On 2025-02-22 10:02, Bruno Haible wrote:
The latest release already contains some multithreading
support already:
That was inadvertent.
When you intersect the resulting list with the gnulib_modules defined in
diffutils/bootstrap.conf, the result is:
exclude
nstrftime
regex
In detail, we have dependency chains
exclude -> regex -> lock -> once -> pthread-once
nstrftime -> localename-unsafe-limited -> getlocalename_l-simple -> lock -> once
-> pthread-once
regex -> lock -> once -> pthread-once
Here, in fact, the dependency chain
localename-unsafe-limited -> getlocalename_l-simple -> lock
can be reduced
Thanks for doing that. I hope that diffutils's existing use of
GNULIB_EXCLUDE_SINGLE_THREAD and GNULIB_REGEX_SINGLE_THREAD are enough
to break the other chains. (Haven't had time to look into it.)
when you --avoid'ed some multithreading modules, no wonder that some
tests fail.
The idea was to --avoid tests that require multithreading. Formerly
diffutils could do that by avoiding only lock-tests; it sounds like it
needs to avoid more now. I plan to look into it.
* Omitting any multithreading code. Users can already force it by configuring
with --disable-threads. As a package maintainer, you can make this the
default by adding this line to configure.ac:
AC_DEFUN([gl_THREADLIB_DEFAULT_NO], [])
Shouldn't this be documented in doc/multithread.texi?

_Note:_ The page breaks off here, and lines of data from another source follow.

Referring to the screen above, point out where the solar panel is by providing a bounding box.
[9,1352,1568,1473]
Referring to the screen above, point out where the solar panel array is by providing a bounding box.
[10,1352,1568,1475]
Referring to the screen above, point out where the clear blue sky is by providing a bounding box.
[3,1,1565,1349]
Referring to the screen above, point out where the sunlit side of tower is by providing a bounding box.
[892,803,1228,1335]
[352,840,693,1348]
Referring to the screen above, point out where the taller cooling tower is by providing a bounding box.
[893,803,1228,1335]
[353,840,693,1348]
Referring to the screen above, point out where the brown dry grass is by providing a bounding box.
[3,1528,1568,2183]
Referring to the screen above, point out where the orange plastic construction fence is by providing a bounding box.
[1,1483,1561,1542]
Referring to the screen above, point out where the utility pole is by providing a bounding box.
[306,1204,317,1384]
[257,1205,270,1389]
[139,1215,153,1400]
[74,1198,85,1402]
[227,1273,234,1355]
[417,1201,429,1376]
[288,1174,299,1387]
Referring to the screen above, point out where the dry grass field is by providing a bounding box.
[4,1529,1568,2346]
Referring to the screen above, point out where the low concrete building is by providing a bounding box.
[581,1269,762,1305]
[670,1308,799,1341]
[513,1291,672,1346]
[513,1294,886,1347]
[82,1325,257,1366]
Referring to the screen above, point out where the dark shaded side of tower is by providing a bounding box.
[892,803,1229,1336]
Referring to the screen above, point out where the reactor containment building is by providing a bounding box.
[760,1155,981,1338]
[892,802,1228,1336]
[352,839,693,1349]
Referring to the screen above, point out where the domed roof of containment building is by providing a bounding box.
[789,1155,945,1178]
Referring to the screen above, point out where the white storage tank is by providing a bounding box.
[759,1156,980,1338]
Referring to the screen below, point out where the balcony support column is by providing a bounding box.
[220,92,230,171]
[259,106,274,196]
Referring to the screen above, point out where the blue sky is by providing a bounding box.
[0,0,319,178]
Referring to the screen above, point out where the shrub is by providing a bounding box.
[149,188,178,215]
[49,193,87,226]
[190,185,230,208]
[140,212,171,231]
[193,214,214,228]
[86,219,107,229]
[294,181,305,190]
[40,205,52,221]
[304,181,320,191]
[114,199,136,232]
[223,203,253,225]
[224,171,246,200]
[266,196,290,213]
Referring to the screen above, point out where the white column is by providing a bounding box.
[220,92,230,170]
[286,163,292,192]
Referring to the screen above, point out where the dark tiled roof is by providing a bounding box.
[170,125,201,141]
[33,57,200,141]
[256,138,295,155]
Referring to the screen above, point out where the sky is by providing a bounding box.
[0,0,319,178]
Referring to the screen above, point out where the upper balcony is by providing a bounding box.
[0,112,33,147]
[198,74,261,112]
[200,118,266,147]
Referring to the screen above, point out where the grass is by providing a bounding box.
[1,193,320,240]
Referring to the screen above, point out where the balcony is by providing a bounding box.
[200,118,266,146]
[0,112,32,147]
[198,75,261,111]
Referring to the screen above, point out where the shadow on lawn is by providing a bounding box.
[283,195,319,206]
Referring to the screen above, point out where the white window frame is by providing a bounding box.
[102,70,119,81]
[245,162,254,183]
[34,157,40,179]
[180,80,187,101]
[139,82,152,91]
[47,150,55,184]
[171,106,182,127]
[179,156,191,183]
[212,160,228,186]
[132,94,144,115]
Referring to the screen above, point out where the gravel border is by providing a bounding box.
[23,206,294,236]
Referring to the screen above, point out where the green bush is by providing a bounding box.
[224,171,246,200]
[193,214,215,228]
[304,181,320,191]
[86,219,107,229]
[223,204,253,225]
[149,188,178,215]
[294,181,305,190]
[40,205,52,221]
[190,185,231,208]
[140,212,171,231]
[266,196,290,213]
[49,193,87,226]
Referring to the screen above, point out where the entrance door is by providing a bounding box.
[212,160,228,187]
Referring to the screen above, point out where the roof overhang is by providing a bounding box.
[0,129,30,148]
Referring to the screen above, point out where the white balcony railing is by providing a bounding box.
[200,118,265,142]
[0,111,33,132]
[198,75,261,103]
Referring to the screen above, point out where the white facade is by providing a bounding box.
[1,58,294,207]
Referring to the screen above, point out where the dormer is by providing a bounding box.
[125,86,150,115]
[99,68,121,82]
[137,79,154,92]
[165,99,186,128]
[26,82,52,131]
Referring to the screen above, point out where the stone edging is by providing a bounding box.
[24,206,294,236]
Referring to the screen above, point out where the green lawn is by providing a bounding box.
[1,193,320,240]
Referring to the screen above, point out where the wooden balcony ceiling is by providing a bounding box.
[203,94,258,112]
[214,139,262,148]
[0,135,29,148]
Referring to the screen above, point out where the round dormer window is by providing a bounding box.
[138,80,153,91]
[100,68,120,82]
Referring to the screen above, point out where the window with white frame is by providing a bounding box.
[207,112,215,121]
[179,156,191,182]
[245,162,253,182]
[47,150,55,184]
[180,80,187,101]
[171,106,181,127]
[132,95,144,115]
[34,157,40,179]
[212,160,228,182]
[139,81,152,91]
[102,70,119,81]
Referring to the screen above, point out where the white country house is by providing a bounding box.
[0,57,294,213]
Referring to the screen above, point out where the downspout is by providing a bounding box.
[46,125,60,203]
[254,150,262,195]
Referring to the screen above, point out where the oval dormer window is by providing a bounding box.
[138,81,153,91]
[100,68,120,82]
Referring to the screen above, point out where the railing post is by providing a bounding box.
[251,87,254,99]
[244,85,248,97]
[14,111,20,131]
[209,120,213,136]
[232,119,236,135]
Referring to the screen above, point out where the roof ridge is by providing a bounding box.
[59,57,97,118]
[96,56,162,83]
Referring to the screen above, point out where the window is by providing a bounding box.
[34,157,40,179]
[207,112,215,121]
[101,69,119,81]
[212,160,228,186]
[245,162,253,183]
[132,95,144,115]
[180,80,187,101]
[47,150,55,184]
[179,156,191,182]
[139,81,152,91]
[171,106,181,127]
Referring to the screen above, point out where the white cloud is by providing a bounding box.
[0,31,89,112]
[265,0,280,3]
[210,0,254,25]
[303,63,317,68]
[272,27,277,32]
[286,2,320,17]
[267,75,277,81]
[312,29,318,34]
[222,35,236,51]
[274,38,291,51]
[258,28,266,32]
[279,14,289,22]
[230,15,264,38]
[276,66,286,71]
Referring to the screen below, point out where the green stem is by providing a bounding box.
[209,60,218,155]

At least to
clarify the relationship between it and GNULIB_EXCLUDE_SINGLE_THREAD etc.
Also, since it's checked via m4_ifdef, shouldn't it be defined via
m4_define([gl_THREADLIB_DEFAULT_NO])?
* As long as you
can see (with "ldd") that the package's binaries don't make use of libpthread
and (with "nm | grep ' U '") that the package's binaries don't use
multithreading functions, there is no reason to forcibly remove source files
from the tarball.
It's not simply shrinking the tarball's size. It's making it easier for
diffutils developers and builders to see that multithreading need not be
worried about, so that 'configure' doesn't check for multithreading,
tests don't test for it, etc. Even if from Gnulib's viewpoint it's
simpler to leave the multithreaded source code and tests in, from the
consumer's viewpoint it may well be simpler to omit that stuff when the
package can't significantly benefit from multithreading.